Served on a rectangular wooden plate, we had local watermelon and wait for this, Hawaiian sweet potato ice cream with bits of chestnuts! The watermelon was locally sourced and it was sweet, juicy and refreshing, The ice cream was made with Hawaiian sweet potato which is white on the outside and purple in the inside. It was super sweet and no sugar was added to the ice cream. The little bits of chestnuts (which are now in season in Sydney) added something to chew in the ice cream. The whole plate looked beautiful, even just the combination of the colours- red, white and green from the watermelon, purple and light brown from the ice cream and chestnuts.

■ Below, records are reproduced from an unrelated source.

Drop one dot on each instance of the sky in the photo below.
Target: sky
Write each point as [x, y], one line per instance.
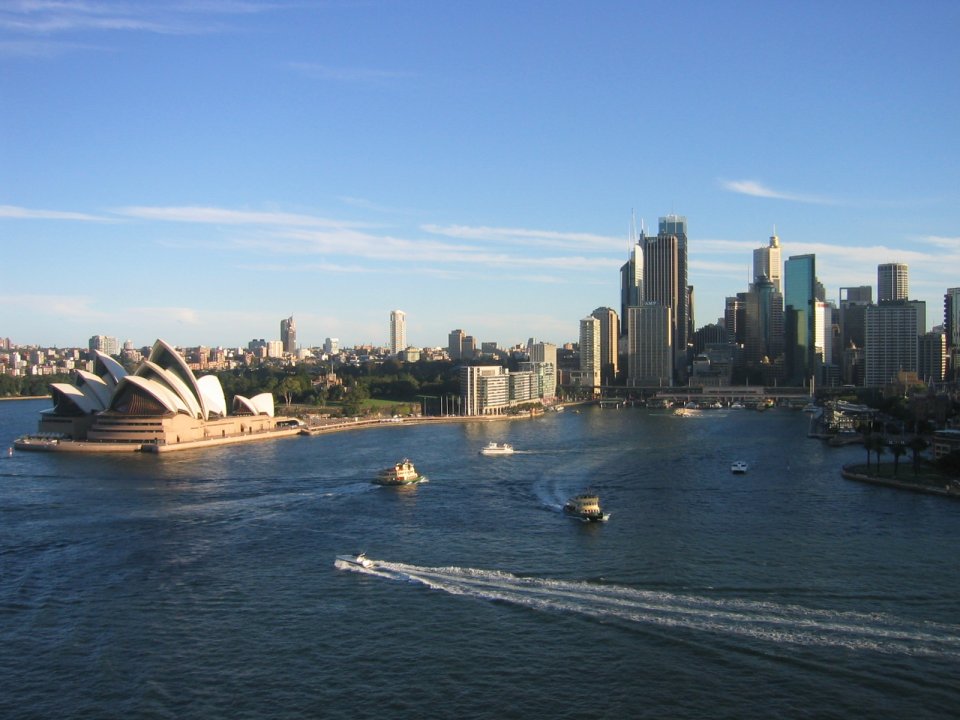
[198, 171]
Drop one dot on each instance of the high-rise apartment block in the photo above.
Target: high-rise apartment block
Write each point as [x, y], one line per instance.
[590, 352]
[800, 294]
[892, 282]
[455, 344]
[650, 350]
[398, 331]
[891, 341]
[288, 335]
[609, 344]
[631, 280]
[766, 263]
[105, 344]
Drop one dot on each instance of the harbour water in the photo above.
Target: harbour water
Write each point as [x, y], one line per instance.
[202, 584]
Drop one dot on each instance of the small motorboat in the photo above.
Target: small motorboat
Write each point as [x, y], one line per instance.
[401, 473]
[585, 507]
[360, 560]
[497, 449]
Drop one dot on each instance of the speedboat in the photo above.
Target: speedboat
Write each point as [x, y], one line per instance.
[360, 560]
[401, 473]
[497, 449]
[585, 507]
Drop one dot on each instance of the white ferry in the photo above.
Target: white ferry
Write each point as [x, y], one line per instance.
[401, 473]
[585, 507]
[497, 449]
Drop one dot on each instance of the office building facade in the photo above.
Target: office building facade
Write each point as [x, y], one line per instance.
[398, 331]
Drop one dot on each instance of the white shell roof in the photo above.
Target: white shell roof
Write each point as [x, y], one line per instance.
[212, 393]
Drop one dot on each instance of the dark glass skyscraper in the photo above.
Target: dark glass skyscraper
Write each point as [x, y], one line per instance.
[800, 294]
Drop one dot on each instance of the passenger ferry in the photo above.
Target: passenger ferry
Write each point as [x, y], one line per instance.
[401, 473]
[585, 507]
[497, 449]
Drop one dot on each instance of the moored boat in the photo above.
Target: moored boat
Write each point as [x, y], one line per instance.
[497, 449]
[401, 473]
[585, 507]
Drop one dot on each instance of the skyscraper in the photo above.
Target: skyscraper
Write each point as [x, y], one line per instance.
[455, 344]
[288, 335]
[892, 282]
[665, 283]
[650, 351]
[631, 280]
[951, 317]
[891, 330]
[800, 291]
[590, 351]
[609, 343]
[766, 263]
[398, 331]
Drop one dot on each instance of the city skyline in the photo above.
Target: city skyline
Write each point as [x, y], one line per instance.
[200, 174]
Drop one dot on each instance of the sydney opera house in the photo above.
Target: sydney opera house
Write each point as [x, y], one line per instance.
[161, 407]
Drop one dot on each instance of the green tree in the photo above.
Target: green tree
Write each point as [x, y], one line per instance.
[879, 447]
[897, 449]
[917, 445]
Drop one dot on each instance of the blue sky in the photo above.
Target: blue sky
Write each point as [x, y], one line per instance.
[199, 170]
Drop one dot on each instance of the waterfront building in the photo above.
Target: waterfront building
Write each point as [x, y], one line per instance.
[161, 406]
[104, 344]
[590, 352]
[665, 282]
[544, 354]
[891, 341]
[892, 282]
[951, 328]
[275, 348]
[398, 331]
[800, 295]
[733, 318]
[609, 344]
[767, 264]
[631, 279]
[455, 344]
[762, 330]
[288, 335]
[853, 304]
[932, 357]
[649, 352]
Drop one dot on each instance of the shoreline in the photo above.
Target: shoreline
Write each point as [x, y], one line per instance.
[945, 490]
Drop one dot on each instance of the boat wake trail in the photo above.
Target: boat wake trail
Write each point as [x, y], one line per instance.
[758, 620]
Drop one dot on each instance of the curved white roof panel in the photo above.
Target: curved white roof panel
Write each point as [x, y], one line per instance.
[243, 406]
[140, 396]
[107, 368]
[263, 403]
[152, 371]
[94, 386]
[212, 393]
[168, 358]
[69, 400]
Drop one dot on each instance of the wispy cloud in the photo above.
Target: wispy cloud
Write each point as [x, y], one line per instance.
[756, 189]
[65, 17]
[22, 213]
[583, 241]
[318, 71]
[226, 216]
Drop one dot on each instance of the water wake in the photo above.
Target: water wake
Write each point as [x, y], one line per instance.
[759, 620]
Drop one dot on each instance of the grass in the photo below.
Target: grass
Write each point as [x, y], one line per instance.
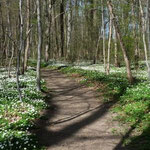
[133, 106]
[16, 117]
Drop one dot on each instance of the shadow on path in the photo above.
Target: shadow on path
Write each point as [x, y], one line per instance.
[79, 120]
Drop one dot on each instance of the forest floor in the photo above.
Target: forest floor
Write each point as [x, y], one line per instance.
[77, 118]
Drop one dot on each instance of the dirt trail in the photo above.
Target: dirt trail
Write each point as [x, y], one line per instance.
[76, 120]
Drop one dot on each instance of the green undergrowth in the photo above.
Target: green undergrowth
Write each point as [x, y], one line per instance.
[17, 117]
[133, 102]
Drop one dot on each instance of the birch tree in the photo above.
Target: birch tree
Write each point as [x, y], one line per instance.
[38, 3]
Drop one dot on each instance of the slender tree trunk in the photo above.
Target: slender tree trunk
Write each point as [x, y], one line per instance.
[62, 27]
[38, 3]
[28, 37]
[20, 49]
[126, 59]
[144, 37]
[109, 46]
[69, 28]
[103, 30]
[116, 49]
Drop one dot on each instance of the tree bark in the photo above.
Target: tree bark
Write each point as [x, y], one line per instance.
[144, 37]
[28, 37]
[126, 59]
[109, 46]
[38, 3]
[103, 30]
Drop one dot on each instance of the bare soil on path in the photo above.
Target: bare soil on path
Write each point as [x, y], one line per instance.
[77, 119]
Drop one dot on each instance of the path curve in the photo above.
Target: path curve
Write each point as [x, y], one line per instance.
[76, 119]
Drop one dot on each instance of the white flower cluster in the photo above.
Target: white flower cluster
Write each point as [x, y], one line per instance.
[16, 116]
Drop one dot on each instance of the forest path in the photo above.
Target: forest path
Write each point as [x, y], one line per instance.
[76, 119]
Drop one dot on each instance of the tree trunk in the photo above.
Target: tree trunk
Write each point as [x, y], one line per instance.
[126, 59]
[38, 3]
[62, 27]
[20, 49]
[109, 46]
[116, 49]
[103, 30]
[28, 37]
[144, 37]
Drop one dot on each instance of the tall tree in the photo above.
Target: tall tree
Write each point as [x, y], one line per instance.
[28, 36]
[126, 59]
[38, 3]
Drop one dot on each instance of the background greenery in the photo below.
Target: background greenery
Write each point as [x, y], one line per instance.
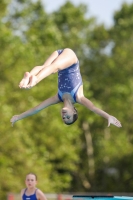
[84, 157]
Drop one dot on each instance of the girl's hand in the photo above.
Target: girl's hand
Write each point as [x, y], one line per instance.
[114, 121]
[14, 119]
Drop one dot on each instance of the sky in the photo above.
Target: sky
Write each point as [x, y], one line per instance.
[103, 10]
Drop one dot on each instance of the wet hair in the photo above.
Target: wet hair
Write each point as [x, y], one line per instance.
[75, 117]
[32, 174]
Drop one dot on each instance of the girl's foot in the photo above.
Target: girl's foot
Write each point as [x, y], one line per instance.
[25, 81]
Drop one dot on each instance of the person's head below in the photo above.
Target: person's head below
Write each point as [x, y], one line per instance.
[69, 116]
[31, 180]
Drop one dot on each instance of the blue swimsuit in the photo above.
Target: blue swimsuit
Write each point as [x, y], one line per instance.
[31, 197]
[69, 80]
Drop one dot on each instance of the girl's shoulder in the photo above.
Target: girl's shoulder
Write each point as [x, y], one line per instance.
[40, 194]
[22, 191]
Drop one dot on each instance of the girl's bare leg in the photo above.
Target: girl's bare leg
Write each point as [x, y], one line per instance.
[30, 77]
[63, 61]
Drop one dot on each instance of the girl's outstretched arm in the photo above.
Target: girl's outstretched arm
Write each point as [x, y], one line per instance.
[111, 119]
[33, 111]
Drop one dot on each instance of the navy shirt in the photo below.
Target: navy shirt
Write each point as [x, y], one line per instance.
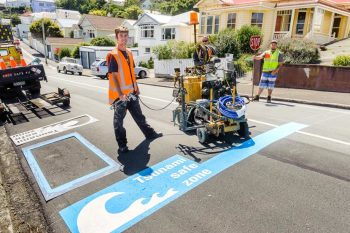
[113, 64]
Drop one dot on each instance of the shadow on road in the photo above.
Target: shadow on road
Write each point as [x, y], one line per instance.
[136, 160]
[214, 146]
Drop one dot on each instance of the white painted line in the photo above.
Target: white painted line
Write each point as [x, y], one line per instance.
[28, 54]
[51, 129]
[305, 133]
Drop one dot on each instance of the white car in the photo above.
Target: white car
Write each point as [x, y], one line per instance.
[99, 68]
[71, 65]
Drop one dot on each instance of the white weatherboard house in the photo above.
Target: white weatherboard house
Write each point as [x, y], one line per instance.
[156, 29]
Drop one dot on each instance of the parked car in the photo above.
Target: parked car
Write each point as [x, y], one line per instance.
[71, 65]
[99, 68]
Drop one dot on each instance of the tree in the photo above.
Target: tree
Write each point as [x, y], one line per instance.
[51, 28]
[65, 52]
[102, 41]
[243, 37]
[173, 7]
[226, 42]
[98, 12]
[15, 20]
[75, 52]
[132, 12]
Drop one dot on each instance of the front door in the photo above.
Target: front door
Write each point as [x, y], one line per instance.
[336, 26]
[300, 23]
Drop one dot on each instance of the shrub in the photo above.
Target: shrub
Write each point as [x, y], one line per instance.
[243, 37]
[150, 63]
[102, 41]
[244, 64]
[143, 64]
[174, 50]
[226, 42]
[75, 52]
[65, 52]
[162, 52]
[297, 51]
[342, 60]
[51, 28]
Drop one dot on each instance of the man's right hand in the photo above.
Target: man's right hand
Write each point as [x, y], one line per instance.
[123, 97]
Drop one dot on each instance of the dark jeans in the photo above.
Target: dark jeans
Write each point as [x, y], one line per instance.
[135, 110]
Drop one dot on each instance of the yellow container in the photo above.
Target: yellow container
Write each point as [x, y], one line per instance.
[193, 86]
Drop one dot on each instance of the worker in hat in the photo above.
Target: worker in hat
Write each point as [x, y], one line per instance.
[273, 61]
[124, 92]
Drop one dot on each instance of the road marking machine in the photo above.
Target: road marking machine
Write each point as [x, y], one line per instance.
[209, 104]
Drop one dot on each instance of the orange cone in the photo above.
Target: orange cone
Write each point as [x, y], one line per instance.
[13, 63]
[23, 62]
[2, 63]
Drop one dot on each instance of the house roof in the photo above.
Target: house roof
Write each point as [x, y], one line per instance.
[67, 23]
[102, 22]
[176, 20]
[337, 4]
[158, 18]
[242, 2]
[60, 40]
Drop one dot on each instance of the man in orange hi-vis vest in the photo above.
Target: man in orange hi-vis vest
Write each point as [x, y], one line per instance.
[124, 92]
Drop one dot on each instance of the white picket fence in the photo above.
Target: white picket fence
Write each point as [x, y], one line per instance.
[165, 68]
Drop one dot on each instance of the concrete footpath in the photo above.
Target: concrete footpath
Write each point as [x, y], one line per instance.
[20, 209]
[320, 98]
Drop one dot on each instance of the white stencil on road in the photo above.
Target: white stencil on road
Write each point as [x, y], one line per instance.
[51, 129]
[95, 212]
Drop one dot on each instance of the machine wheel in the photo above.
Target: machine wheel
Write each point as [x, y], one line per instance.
[243, 130]
[202, 135]
[66, 102]
[142, 74]
[34, 92]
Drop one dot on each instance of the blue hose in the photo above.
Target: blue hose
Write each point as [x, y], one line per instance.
[229, 113]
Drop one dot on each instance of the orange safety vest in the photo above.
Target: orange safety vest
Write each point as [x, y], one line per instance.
[126, 75]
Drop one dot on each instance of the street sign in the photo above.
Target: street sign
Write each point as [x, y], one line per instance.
[255, 42]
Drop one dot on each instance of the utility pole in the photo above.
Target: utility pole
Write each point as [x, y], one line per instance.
[44, 39]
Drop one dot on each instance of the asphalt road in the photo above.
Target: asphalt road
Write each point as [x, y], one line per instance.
[298, 184]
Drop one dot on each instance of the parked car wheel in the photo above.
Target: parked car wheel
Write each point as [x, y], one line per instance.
[142, 74]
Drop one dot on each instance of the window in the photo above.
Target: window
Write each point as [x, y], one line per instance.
[168, 33]
[209, 24]
[91, 33]
[300, 23]
[257, 19]
[336, 25]
[283, 21]
[147, 31]
[231, 20]
[217, 24]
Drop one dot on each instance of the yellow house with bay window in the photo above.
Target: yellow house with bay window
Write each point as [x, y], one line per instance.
[320, 20]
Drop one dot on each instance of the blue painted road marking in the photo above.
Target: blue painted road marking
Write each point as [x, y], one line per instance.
[119, 206]
[44, 185]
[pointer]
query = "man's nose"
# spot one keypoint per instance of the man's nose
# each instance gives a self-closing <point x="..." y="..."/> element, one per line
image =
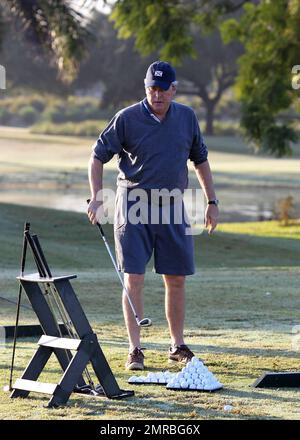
<point x="157" y="93"/>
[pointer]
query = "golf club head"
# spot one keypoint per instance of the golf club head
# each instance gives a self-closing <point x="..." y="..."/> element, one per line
<point x="146" y="322"/>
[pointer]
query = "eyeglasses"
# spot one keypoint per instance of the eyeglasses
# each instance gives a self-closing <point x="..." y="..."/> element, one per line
<point x="153" y="89"/>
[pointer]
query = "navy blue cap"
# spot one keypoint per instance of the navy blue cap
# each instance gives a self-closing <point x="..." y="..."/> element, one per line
<point x="160" y="74"/>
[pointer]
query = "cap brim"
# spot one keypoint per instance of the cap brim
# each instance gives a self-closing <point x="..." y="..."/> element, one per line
<point x="156" y="83"/>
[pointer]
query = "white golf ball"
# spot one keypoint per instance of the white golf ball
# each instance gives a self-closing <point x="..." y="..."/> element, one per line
<point x="183" y="384"/>
<point x="132" y="379"/>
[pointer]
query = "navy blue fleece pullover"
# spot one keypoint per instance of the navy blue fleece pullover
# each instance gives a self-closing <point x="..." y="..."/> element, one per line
<point x="152" y="154"/>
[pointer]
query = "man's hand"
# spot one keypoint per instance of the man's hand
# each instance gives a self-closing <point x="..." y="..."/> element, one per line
<point x="93" y="211"/>
<point x="211" y="218"/>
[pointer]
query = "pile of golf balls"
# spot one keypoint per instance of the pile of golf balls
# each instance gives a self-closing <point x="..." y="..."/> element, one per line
<point x="194" y="376"/>
<point x="162" y="377"/>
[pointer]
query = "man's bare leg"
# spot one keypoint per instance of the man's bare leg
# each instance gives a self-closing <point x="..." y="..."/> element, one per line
<point x="175" y="306"/>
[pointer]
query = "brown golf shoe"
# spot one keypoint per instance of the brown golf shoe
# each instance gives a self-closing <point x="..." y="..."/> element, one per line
<point x="180" y="353"/>
<point x="135" y="360"/>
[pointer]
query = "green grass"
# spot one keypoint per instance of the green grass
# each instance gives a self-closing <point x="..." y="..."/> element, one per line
<point x="242" y="308"/>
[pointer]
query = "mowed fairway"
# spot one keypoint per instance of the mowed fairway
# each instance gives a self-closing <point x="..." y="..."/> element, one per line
<point x="241" y="318"/>
<point x="243" y="303"/>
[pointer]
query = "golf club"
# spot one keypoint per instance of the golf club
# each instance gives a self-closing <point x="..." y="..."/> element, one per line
<point x="146" y="322"/>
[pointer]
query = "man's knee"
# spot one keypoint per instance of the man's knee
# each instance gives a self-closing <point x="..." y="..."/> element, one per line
<point x="134" y="281"/>
<point x="174" y="281"/>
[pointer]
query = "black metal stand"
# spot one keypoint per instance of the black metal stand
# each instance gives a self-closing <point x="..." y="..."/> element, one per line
<point x="84" y="343"/>
<point x="278" y="380"/>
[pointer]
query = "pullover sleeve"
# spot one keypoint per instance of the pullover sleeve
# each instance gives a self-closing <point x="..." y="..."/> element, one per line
<point x="198" y="153"/>
<point x="110" y="141"/>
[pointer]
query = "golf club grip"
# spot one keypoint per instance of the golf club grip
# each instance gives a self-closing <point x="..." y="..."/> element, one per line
<point x="36" y="255"/>
<point x="41" y="254"/>
<point x="98" y="224"/>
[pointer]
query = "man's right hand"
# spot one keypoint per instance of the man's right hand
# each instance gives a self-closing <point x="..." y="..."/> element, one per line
<point x="94" y="211"/>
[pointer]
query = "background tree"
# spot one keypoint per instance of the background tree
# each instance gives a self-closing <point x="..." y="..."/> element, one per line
<point x="54" y="25"/>
<point x="269" y="32"/>
<point x="211" y="73"/>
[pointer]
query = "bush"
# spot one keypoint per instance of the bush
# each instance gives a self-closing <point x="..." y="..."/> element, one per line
<point x="28" y="114"/>
<point x="86" y="128"/>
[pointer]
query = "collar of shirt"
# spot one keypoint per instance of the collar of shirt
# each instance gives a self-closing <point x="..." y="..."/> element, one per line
<point x="149" y="111"/>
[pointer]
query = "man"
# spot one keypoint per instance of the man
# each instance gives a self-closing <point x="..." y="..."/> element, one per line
<point x="153" y="140"/>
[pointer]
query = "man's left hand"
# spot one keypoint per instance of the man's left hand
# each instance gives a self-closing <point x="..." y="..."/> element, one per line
<point x="211" y="218"/>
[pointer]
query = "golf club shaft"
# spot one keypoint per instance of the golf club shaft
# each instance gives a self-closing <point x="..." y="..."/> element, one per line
<point x="117" y="270"/>
<point x="23" y="260"/>
<point x="119" y="275"/>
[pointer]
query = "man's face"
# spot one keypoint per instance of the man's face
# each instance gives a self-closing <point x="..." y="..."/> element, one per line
<point x="160" y="99"/>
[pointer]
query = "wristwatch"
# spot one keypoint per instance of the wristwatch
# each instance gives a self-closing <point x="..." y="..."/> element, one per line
<point x="213" y="202"/>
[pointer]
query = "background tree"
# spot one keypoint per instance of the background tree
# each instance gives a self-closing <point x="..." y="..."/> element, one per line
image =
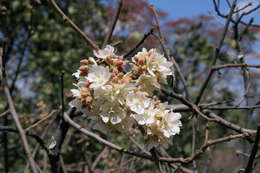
<point x="37" y="45"/>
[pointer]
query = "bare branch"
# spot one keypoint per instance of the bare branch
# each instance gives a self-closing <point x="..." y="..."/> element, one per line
<point x="113" y="22"/>
<point x="138" y="44"/>
<point x="166" y="51"/>
<point x="20" y="129"/>
<point x="54" y="112"/>
<point x="254" y="151"/>
<point x="67" y="20"/>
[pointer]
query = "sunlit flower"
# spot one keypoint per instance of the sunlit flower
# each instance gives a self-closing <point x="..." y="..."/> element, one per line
<point x="137" y="102"/>
<point x="157" y="65"/>
<point x="148" y="117"/>
<point x="76" y="74"/>
<point x="98" y="77"/>
<point x="148" y="83"/>
<point x="112" y="112"/>
<point x="103" y="53"/>
<point x="75" y="93"/>
<point x="171" y="123"/>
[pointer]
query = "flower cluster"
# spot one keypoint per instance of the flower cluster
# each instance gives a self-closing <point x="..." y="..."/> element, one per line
<point x="115" y="93"/>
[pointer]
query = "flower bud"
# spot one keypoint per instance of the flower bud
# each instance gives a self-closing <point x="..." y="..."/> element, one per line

It was a great way to conclude the luncheon.

What marvellous lunches I’ve had at The Earth Kitchen! Thank you so much Yuki-san and Yuka-san for your dedication in educating us on the concepts of food, where it comes from, how it’s cooked and about zero waste and sustainability. Thank you for sharing your love of food, your dedication to The Earth Kitchen, its concept, your time and generosity in bringing us delicious food. We look forward to learning more from you both and wish you the very best in your next project in Queensland.
Thank you so much! We hope to see you again soon!
ありがとうございます!私たちは、また近いうちにあなた方に会えることを願っています。